His remarks were immediately welcomed as “courageous” by Israeli President Shimon Peres, but sparked a backlash of protest in the Hamas-ruled Gaza Strip where thousands burned pictures of the Palestinian leader.
But Israeli officials and commentators were split over the issue on Sunday, with some hailing his remarks as “realistic” while others dismissing it as a political ploy aimed at influencing public opinion ahead of the upcoming Israeli elections.
In an interview with Israel’s Channel 2 television on Friday, Abbas said he had no intention of trying to regain his childhood home in the northern town of Safed, today located inside Israel.
“I want to see Safed,” he said in English. “It’s my right to see it but not to live there.”
Abbas’s remarks showed he had taken a “realistic and very courageous look” at the thorny issue of the Palestinian right of return, wrote Roni Shaked in the top-selling Yediot Aharonot.

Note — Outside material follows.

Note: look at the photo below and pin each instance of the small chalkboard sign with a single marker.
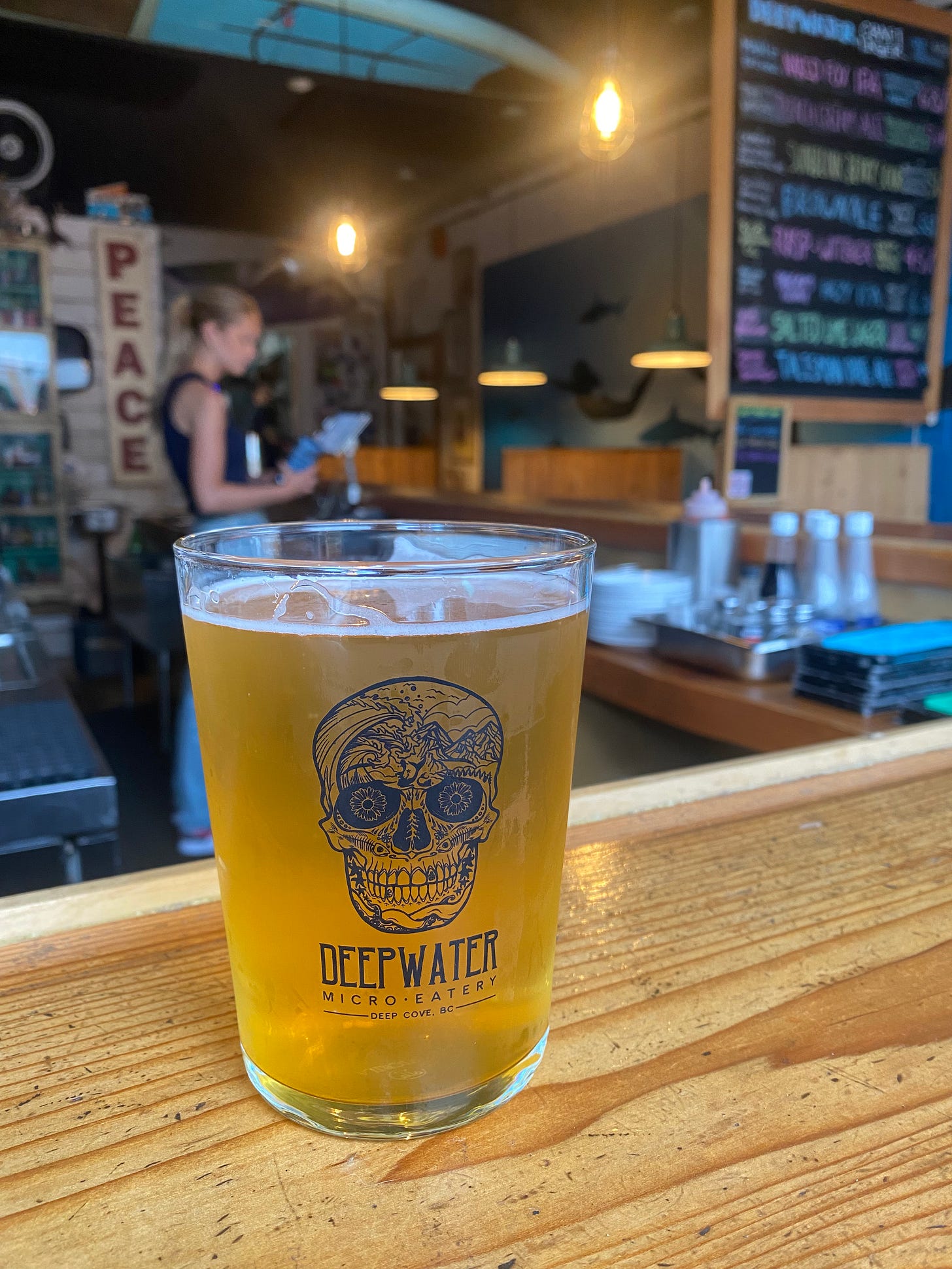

“There has been increasing reconciliation within the Palestinian leadership, and particularly so after (veteran leader Yasser) Arafat’s death (in 2004), to the idea that the right of return cannot be implemented,” he said.
By saying he did not want to return to his childhood home in Safed, Abbas had “conceded in practice the right of refugees to return to their villages and homes,” he wrote.
But the Palestinian leader’s spokesman Nabil Abu Rudeina quickly sought to modify his remarks, insisting that they did not represent a policy shift on the right of return, one of the thorniest issues of the conflict, which could only be resolved through negotiations with Israel.
Other Israeli figures dismissed Abbas’s remarks as a political ploy ahead of general elections which are to take place on January 22.
“Abu Mazen’s attitude is typical of the Palestinians before elections in Israel,” Education Minister Gideon Saar told Israel’s public radio Sunday, using Abbas’s nom-de-guerre.
More than four million Palestinian refugees are scattered across the region — those who fled or were expelled when Israel was created in 1948, and their descendants.
The Palestinians have always demanded that the Jewish state recognize their right of return to modern-day Israel in keeping with UN General Assembly Resolution 194.
Israel rejects the right of return, which would end its Jewish majority. It is, however, prepared for those refugees to live in the promised Palestinian state.